What if the UK, instead of falling into economic ruin, begins to bloom by signing beneficial trade agreements with the United States?

Has anyone in the EU seriously asked themselves why the second largest economy in Europe left the Union? Has there been a stern analysis of the causes?

It seems not.

Sovereign nation states

Economic cooperation in Europe only makes sense if the basis of that cooperation rests on sovereign nation states. These states should decide about the direction of cooperation and be guided by maintaining their independence and cultural heritage.

Instead, the EU is coming up with ever-more costly ideas related to climate change while the European Parliament hands out resolutions and decrees about how Poland should conduct sexual education in its own country.

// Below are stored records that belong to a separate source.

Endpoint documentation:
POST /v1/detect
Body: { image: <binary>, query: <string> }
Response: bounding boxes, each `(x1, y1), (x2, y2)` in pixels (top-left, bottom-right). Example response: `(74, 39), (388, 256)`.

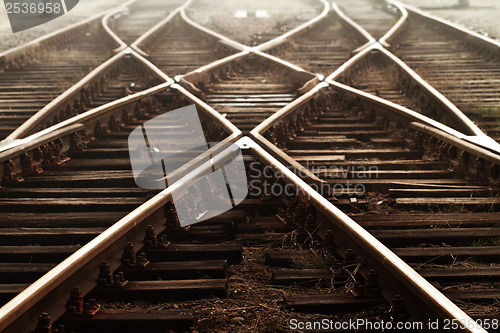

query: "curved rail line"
(334, 0), (401, 40)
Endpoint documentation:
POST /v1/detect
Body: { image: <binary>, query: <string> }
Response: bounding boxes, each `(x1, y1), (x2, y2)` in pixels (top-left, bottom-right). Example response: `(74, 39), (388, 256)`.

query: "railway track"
(0, 19), (118, 140)
(251, 83), (500, 329)
(0, 80), (238, 308)
(337, 1), (500, 143)
(137, 12), (241, 78)
(330, 45), (480, 135)
(181, 54), (318, 134)
(0, 0), (499, 332)
(263, 10), (367, 76)
(390, 8), (500, 142)
(334, 0), (399, 40)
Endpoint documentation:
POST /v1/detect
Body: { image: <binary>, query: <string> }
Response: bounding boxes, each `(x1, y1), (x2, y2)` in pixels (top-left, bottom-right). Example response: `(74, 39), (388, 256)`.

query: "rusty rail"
(0, 135), (487, 332)
(0, 79), (241, 186)
(181, 1), (249, 52)
(379, 1), (408, 47)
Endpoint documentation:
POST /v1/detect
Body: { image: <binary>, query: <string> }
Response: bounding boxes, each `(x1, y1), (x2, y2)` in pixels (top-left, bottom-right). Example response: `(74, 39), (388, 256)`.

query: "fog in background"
(0, 0), (129, 51)
(401, 0), (499, 39)
(0, 0), (498, 53)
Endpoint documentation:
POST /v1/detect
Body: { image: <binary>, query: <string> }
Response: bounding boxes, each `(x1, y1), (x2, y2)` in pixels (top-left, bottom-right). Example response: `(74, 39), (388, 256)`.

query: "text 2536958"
(5, 2), (62, 14)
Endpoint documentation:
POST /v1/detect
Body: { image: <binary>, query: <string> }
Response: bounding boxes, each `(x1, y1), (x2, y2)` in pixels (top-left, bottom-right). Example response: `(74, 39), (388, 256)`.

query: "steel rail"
(177, 51), (249, 93)
(328, 80), (474, 140)
(249, 82), (329, 184)
(252, 49), (321, 81)
(0, 80), (161, 181)
(255, 0), (331, 52)
(178, 50), (319, 100)
(245, 136), (486, 333)
(0, 136), (240, 333)
(379, 1), (408, 47)
(375, 44), (489, 138)
(3, 50), (126, 141)
(251, 50), (321, 93)
(0, 123), (83, 164)
(4, 0), (194, 142)
(330, 3), (376, 53)
(251, 79), (456, 182)
(0, 79), (242, 184)
(328, 80), (500, 153)
(0, 0), (136, 67)
(324, 40), (373, 82)
(411, 122), (500, 167)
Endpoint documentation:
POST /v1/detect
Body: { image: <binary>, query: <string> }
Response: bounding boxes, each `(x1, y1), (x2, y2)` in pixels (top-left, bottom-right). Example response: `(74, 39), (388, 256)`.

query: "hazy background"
(0, 0), (498, 52)
(401, 0), (499, 39)
(0, 0), (129, 52)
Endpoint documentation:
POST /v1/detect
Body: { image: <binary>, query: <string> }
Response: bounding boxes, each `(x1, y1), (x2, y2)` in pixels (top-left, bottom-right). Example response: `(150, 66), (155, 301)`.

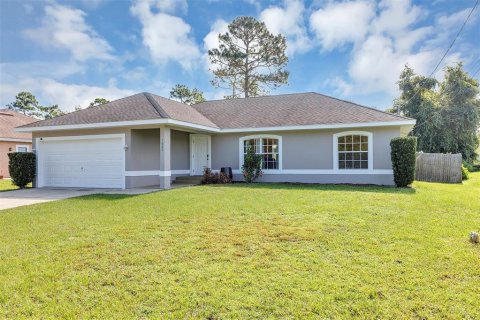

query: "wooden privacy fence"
(415, 152), (462, 183)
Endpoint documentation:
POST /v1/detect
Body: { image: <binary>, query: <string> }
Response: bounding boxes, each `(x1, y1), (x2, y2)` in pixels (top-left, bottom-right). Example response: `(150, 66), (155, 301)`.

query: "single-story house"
(16, 92), (415, 189)
(0, 109), (35, 178)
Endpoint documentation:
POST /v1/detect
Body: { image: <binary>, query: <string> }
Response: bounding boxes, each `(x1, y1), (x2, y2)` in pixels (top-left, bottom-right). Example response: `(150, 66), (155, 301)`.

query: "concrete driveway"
(0, 187), (161, 211)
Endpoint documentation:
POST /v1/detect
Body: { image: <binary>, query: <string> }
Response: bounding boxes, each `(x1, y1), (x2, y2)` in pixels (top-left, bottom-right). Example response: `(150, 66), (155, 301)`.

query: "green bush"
(241, 145), (263, 183)
(8, 152), (36, 189)
(462, 161), (479, 173)
(461, 164), (469, 180)
(390, 137), (417, 187)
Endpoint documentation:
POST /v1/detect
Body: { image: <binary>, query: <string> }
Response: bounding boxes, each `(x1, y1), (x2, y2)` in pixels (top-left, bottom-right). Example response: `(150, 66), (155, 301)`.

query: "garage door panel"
(39, 136), (124, 189)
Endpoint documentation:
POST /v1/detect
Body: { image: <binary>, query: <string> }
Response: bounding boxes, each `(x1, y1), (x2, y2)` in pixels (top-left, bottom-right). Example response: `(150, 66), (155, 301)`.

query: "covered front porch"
(125, 126), (211, 189)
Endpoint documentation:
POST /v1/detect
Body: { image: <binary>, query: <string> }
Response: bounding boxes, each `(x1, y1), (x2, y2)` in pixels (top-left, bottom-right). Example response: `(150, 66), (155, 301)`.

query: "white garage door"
(38, 135), (124, 189)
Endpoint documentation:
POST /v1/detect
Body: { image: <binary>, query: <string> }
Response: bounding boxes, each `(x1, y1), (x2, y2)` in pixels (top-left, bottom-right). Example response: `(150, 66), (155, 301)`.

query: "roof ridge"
(143, 92), (169, 118)
(194, 91), (309, 106)
(311, 92), (413, 121)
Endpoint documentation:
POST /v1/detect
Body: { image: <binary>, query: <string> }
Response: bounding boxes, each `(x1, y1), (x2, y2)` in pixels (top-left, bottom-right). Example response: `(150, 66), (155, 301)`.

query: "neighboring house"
(0, 109), (35, 178)
(16, 92), (415, 189)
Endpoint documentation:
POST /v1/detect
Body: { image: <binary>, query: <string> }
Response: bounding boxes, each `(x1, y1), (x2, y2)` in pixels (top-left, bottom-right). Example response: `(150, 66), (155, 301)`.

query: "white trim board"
(0, 137), (32, 143)
(221, 169), (393, 175)
(18, 119), (220, 133)
(221, 120), (415, 133)
(17, 119), (416, 133)
(125, 170), (189, 177)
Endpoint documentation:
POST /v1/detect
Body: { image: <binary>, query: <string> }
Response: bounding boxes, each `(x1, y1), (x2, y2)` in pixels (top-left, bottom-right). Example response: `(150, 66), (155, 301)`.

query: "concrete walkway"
(0, 187), (161, 211)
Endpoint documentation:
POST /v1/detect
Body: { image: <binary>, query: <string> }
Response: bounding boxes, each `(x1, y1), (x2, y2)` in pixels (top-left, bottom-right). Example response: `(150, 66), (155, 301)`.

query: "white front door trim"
(36, 133), (126, 189)
(189, 134), (211, 176)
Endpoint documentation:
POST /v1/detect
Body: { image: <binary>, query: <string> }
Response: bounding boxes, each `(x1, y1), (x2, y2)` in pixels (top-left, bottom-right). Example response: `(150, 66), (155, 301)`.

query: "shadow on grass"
(209, 182), (417, 195)
(67, 193), (145, 201)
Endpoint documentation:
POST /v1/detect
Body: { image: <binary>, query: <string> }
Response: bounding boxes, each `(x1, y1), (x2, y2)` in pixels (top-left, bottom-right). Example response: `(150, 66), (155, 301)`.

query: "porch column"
(160, 127), (171, 189)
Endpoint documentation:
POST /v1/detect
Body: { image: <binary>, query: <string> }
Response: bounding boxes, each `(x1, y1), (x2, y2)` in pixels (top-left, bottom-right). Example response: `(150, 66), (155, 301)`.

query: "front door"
(191, 135), (210, 175)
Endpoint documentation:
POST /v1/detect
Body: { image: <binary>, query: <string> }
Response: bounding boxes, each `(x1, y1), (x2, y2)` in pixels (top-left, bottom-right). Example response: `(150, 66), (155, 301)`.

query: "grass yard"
(0, 179), (31, 192)
(0, 179), (18, 192)
(1, 174), (479, 319)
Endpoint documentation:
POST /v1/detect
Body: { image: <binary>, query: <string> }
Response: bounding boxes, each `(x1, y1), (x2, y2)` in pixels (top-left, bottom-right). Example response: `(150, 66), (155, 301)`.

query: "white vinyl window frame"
(16, 145), (29, 152)
(333, 131), (373, 171)
(239, 135), (283, 171)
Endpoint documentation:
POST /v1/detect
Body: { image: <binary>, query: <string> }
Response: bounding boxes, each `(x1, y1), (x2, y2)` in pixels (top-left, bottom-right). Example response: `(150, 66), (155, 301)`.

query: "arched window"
(239, 135), (282, 170)
(333, 131), (372, 170)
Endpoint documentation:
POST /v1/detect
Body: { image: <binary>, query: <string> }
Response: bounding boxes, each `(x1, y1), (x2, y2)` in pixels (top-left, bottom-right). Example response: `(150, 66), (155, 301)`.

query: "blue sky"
(0, 0), (479, 112)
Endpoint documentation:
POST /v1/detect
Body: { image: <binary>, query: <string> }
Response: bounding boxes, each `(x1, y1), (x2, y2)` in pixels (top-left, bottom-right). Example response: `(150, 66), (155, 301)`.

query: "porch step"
(173, 175), (203, 185)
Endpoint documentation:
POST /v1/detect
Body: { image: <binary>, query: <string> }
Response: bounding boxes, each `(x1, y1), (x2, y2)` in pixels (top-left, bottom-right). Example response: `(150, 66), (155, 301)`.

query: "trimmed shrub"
(461, 164), (469, 180)
(8, 152), (36, 189)
(462, 161), (479, 172)
(241, 145), (263, 183)
(201, 168), (232, 184)
(390, 137), (417, 187)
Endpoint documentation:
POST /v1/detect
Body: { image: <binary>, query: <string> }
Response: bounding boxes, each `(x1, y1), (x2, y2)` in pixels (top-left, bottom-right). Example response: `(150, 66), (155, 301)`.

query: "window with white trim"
(16, 145), (29, 152)
(336, 133), (370, 169)
(241, 136), (280, 170)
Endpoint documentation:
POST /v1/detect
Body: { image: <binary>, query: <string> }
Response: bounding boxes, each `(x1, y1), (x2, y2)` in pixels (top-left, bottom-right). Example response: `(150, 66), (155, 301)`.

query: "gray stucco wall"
(129, 129), (160, 170)
(32, 125), (402, 187)
(171, 130), (190, 170)
(212, 126), (400, 171)
(211, 126), (401, 185)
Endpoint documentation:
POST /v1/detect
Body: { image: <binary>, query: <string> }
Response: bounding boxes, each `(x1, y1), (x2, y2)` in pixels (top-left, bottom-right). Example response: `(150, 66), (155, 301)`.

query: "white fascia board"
(0, 137), (32, 142)
(228, 169), (394, 175)
(16, 119), (416, 134)
(220, 120), (416, 133)
(16, 119), (220, 133)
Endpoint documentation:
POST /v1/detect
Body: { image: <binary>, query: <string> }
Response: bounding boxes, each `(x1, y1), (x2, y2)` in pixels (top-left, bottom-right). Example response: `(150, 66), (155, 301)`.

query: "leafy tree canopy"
(6, 91), (65, 120)
(7, 91), (39, 115)
(392, 63), (479, 161)
(169, 84), (205, 105)
(208, 16), (289, 99)
(88, 98), (110, 108)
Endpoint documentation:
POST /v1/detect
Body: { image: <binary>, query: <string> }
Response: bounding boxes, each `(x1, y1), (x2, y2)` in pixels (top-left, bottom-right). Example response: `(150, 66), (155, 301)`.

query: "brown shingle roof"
(19, 92), (412, 130)
(20, 93), (218, 129)
(0, 109), (35, 140)
(192, 92), (411, 129)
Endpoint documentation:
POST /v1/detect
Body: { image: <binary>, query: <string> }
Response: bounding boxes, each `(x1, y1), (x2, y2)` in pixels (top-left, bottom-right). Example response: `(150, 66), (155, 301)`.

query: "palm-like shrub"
(241, 145), (263, 183)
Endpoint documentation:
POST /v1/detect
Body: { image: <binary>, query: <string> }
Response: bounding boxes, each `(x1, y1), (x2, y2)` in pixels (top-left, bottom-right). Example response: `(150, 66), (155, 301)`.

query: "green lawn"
(1, 175), (479, 319)
(0, 179), (31, 192)
(0, 179), (18, 192)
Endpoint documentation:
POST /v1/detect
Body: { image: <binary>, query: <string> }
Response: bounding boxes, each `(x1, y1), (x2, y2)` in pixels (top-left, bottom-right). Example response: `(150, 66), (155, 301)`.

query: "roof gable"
(192, 92), (410, 129)
(18, 92), (413, 131)
(20, 93), (218, 129)
(0, 109), (35, 140)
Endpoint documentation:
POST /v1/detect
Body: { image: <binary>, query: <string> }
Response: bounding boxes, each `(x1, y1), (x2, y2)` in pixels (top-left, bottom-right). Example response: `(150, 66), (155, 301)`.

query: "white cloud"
(23, 4), (113, 61)
(312, 0), (471, 106)
(347, 35), (435, 95)
(151, 0), (188, 14)
(309, 0), (375, 51)
(260, 0), (311, 55)
(202, 19), (229, 70)
(0, 76), (135, 111)
(372, 0), (424, 36)
(130, 0), (200, 70)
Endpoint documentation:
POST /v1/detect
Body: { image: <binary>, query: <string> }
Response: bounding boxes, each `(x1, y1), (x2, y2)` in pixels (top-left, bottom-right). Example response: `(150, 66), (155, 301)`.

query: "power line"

Economic cooperation in Europe only makes sense if the basis of that cooperation rests on sovereign nation states. These states should decide about the direction of cooperation and be guided by maintaining their independence and cultural heritage.

This issue is important enough that the candidates in the upcoming presidential elections in Poland need to discuss and question what it means for Poland’s future. What kind of EU do those in power in Brussels want? Do they want total integration which is meant to melt national identity, or do they support the idea of a Europe of fatherlands in which member states focus on economic cooperation but still maintain their own autonomy?

Aren’t they worried in Brussels that the constant harassment of Poland will lead to Poles to say, “Enough is enough, we did not sign up for a Union like this one?”

The EU’s actions in relation to countries like Poland can have real consequences, but the lessons from Brexit are unlikely to be learned.

For now, Poland leaving the EU is scenario that seems impossible, but did anyone even a decade ago predict that the UK would depart the European project? There were few believers in such a scenario.

It is now important for us to do our English homework and draw the right conclusions, because in a few years, it might be too late!